Indiana Department of Natural Resources tells us that an increase in winter coyote sightings is no cause for alarm.

(Indianapolis, Ind.) - Coyote sightings are increasing around this time of year, and the Indiana Department of Natural Resources says that this is not uncommon or a cause for alarm. 

With coyotes being common throughout the entire state, even in urban areas, the winter activity and bare vegetation increases your chances of catching a glimpse of these animals. 

The young coyotes start leaving their parents to find a new home, which makes them more visible around this time. 

Starting in January, coyotes will become even more active looking for mates to breed with.

Although you may be seeing more coyotes, this does not mean that they are increasing in number. 

Coyotes enjoy eating animals and plants that are common around yards and homes, including rabbits, mice, fruit, and squirrels. This includes the abundant food that comes with human development, which means "where people are, coyotes follow."

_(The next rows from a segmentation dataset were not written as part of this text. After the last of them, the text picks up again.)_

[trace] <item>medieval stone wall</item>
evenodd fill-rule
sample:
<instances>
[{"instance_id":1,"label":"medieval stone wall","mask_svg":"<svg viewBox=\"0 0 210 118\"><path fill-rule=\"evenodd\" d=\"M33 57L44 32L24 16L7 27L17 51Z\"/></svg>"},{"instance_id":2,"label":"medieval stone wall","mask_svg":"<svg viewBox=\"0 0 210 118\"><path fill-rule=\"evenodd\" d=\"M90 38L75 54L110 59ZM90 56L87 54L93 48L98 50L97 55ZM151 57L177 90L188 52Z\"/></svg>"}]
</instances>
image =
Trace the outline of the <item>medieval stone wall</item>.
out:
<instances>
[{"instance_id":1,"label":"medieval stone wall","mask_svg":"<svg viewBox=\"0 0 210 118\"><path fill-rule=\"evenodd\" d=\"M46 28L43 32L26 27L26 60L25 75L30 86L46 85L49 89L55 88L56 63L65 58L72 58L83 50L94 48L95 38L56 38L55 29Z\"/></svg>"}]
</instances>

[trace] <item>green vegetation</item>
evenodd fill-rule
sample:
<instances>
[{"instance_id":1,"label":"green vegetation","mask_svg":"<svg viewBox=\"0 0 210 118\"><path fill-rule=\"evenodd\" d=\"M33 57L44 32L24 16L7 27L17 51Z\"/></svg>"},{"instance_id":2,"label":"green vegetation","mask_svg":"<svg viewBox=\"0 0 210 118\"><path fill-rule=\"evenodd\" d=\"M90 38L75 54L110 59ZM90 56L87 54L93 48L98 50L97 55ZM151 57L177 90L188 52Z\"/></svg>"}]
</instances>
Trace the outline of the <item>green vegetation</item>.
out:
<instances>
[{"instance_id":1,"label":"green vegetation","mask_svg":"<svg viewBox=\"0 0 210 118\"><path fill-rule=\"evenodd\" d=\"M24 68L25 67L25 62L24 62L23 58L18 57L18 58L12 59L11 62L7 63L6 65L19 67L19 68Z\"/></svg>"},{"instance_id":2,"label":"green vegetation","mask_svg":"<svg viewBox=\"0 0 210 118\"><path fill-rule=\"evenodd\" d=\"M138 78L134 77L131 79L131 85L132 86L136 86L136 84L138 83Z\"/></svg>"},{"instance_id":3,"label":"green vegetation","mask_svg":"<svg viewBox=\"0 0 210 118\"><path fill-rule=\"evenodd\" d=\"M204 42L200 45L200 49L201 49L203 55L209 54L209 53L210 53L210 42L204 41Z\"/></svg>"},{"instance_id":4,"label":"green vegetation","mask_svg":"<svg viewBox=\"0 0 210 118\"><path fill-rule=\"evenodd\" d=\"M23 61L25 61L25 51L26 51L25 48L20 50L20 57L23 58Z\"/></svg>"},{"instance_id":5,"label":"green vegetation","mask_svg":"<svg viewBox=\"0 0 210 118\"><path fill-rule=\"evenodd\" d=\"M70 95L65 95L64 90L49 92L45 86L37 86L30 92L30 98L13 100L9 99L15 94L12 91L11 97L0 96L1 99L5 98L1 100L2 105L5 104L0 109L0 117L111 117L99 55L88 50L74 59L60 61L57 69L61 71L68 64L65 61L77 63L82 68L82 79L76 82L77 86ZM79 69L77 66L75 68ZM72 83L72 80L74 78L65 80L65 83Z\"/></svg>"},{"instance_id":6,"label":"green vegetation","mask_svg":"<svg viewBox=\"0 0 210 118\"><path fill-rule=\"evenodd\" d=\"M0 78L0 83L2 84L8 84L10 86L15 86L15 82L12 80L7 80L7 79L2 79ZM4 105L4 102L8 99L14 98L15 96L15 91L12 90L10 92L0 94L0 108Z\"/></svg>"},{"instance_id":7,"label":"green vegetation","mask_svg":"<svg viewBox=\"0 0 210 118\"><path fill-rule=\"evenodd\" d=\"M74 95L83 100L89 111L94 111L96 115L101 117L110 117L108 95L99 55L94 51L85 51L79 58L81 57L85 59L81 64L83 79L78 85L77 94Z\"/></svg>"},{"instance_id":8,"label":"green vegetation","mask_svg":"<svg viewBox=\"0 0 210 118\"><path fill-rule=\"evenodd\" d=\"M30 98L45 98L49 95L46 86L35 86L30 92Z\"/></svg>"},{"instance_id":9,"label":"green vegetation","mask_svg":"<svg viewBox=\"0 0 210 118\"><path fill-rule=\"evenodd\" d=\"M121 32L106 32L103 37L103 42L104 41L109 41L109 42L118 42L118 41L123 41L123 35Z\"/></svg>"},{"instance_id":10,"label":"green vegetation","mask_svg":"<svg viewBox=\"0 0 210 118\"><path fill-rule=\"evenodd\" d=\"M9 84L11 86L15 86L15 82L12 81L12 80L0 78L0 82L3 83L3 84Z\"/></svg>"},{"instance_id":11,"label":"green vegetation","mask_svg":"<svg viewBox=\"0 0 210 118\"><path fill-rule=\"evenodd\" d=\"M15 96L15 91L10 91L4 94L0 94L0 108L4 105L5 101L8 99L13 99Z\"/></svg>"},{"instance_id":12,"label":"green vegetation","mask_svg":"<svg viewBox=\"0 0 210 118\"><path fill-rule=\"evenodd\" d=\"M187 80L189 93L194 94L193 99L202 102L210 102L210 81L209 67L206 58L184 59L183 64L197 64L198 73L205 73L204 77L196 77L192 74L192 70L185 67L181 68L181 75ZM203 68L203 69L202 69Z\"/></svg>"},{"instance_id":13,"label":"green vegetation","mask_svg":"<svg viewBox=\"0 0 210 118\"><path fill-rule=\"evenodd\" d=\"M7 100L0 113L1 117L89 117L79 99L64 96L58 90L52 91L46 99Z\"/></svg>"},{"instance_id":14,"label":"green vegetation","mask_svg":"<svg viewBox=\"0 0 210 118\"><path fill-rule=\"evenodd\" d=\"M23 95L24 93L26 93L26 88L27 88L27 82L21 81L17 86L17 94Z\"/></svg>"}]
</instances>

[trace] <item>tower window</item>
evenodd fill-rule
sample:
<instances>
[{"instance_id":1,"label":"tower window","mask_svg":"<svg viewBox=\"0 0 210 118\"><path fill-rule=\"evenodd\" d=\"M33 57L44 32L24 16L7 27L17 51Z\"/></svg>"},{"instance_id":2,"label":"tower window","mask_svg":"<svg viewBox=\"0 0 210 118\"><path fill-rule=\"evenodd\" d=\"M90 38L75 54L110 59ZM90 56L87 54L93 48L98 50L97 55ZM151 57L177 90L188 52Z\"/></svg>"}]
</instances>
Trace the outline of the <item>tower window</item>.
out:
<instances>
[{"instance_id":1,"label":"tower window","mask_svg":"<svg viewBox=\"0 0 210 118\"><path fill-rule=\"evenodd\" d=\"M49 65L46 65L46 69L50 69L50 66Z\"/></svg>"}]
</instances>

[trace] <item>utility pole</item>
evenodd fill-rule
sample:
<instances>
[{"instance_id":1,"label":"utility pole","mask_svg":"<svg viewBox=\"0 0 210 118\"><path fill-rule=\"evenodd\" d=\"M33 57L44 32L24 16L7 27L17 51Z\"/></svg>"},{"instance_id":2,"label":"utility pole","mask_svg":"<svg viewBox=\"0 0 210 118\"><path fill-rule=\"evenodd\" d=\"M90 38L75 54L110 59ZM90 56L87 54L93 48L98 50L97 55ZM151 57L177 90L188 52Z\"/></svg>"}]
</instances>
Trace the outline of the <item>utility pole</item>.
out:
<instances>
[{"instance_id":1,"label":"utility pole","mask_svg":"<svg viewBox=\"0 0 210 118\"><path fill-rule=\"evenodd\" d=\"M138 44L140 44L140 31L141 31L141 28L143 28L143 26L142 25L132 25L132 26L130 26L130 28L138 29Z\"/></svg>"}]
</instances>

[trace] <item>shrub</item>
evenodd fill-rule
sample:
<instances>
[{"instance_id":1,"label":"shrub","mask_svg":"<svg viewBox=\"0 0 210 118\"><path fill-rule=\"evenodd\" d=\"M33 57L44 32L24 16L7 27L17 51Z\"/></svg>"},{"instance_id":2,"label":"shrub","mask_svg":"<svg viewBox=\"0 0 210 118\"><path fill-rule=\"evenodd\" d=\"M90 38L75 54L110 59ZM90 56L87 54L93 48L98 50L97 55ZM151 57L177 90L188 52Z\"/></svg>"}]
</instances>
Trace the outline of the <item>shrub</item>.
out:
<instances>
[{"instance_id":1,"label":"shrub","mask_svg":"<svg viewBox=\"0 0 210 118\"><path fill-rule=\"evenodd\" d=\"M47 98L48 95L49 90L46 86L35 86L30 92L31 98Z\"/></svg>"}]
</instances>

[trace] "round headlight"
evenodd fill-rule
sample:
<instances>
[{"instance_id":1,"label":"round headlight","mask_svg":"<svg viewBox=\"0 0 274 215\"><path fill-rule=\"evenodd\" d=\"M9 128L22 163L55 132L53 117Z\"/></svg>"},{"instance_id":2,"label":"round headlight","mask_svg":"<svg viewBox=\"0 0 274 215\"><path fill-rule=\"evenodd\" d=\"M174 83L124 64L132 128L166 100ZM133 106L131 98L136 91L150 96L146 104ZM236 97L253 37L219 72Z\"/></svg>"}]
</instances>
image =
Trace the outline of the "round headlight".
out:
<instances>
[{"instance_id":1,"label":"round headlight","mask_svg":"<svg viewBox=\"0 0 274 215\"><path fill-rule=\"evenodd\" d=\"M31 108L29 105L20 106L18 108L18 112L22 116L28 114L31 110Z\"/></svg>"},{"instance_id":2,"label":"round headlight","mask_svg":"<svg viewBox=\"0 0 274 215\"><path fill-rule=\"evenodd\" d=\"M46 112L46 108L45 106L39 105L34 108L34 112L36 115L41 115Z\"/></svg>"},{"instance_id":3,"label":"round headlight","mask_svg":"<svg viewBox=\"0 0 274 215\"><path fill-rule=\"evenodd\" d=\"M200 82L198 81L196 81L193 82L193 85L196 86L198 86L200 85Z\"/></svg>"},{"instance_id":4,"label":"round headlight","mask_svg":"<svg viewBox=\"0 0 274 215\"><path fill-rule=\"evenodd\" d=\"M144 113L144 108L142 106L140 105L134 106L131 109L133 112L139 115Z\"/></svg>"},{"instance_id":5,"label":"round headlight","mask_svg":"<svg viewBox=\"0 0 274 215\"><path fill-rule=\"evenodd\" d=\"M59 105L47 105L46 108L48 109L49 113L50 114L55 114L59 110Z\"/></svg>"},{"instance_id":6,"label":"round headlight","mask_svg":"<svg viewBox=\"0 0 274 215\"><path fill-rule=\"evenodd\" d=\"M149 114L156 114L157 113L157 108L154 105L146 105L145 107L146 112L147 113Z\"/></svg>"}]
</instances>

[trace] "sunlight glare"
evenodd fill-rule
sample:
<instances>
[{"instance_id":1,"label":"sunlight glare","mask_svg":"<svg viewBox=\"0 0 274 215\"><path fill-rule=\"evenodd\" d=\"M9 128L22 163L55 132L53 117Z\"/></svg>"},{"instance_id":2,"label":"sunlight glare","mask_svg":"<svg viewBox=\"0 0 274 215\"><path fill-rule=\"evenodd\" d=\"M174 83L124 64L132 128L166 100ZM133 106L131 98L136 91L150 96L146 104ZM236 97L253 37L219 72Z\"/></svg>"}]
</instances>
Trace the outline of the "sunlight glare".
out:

Weighing between 20-30 pounds and appearing bigger than they actually are with their thick winter fur, this can cause concern when it comes to the safety of pets. To reduce the possibility of negative interaction between your pets and any wildlife, you should keep your pets leashed, in a kennel with a secure top, or indoors.  

Although problems between coyotes and people are uncommon, you should follow these DNR tips for making your property less attractive to coyotes:

  • Clean up fallen fruit from trees or gardens.
  • Keep garbage secure.
  • Make sure pet food and treats are not left outside.
  • If you see a coyote around your yard, take down bird feeders; coyotes could be attracted to the rodents eating the seeds.
  • Never intentionally feed a coyote, which could result in its losing its fear of people.

"Making a coyote feel unwelcome around people can help maintain its natural fear of humans, but never corner or chase a coyote – you should always allow it to have a clear escape path to get away from you," says the Department of Natural Resources. 

If you come into contact with a coyote and want it to go away, try to make it "uncomfortable." The DNR suggests these actions:

  • Yell.
  • Wave your arms.
  • Spray it with a hose.
  • Throw tennis balls or small stones at it, but don’t throw anything that could be food, like apples.
  • Carry a jar of coins to shake or a small air horn to make noise.

Even though keeping coyotes at a distance is important, these animals are members of Indiana's wildlife community which help control rodent populations and clean up carrion.